A tool that reads a CSV formatted file on stdin
and emits a normalized CSV formatted file.
Normalized, in this case, means:
- The entire CSV file is in the UTF-8 character set.
- The Timestamp column will be formatted in ISO-8601 format.
- The Timestamp column is in US/Pacific time and it is converted into US/Eastern.
- All ZIP codes woud be formatted as 5 digits. If there are less than 5 digits, adds 0 as the prefix.
- All name columns would be converted to uppercase.
- The Address column would be passed through as is, except for Unicode validation.
- The columns
FooDuration
andBarDuration
which are in HH:MM:SS.MS format (where MS is milliseconds); They are converted in to a floating point seconds format. - The value of TotalDuration is calculated as the sum of FooDuration and BarDuration.
- The column "Notes" is free form text input by end-users. If there are invalid UTF-8 characters, it replaces them with the Unicode Replacement Character.
These instructions will get you a copy of the project up and running on your local machine for development and testing purposes.
To run this tool you need to istall Elixir on your local machine. The instructions to install Elixir can be found here. This code was built and tested using Elixir 1.8.1 and Erlang/OTP 21
Clone this repository
git clone https://github.com/gsarwate/csv-normalizer.git
The root of the repository (csv-normalizer) has following sub-directories.

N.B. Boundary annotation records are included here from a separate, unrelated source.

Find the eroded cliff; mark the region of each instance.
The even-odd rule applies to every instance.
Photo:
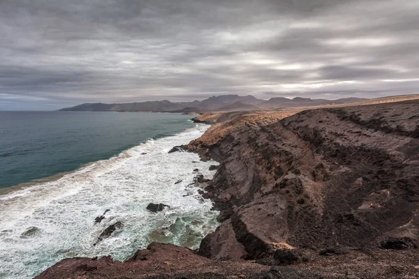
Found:
[[[419,101],[281,119],[239,116],[189,144],[220,162],[205,196],[222,224],[200,256],[154,244],[143,257],[60,278],[417,278]]]

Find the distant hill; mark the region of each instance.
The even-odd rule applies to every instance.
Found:
[[[75,107],[60,110],[68,112],[203,112],[211,111],[247,111],[281,107],[295,107],[331,104],[344,104],[360,102],[367,99],[349,98],[338,100],[311,99],[297,97],[272,98],[268,100],[258,99],[248,95],[222,95],[212,96],[202,101],[174,103],[168,100],[129,103],[122,104],[85,103]]]
[[[286,108],[297,107],[311,107],[323,105],[348,104],[351,103],[361,102],[368,99],[360,98],[346,98],[337,100],[311,99],[309,98],[296,97],[293,99],[287,98],[272,98],[270,100],[259,104],[263,109]]]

- csvn_cli - Cline command line interface to normalizer. This interface uses
Elixir mix
to run the client - csvn_service - The service component/library that provides functionality to normalize CSV file
- test_data - This directory contains sample csv data files that can be used for testing
Build the project to run/test locally
$ cd csv-normalizer/cvsn_cli
$ mix deps.get
$ cd csv-normalizer/csvn-service
$ mix deps.get
To run the application
$ cd csv-normalizer/cvsn_cli
$ mix csvn.start
Follow the prompts and choose input CSV file to normalize. The file path can be absolute or relative to current directory (csvn_cli)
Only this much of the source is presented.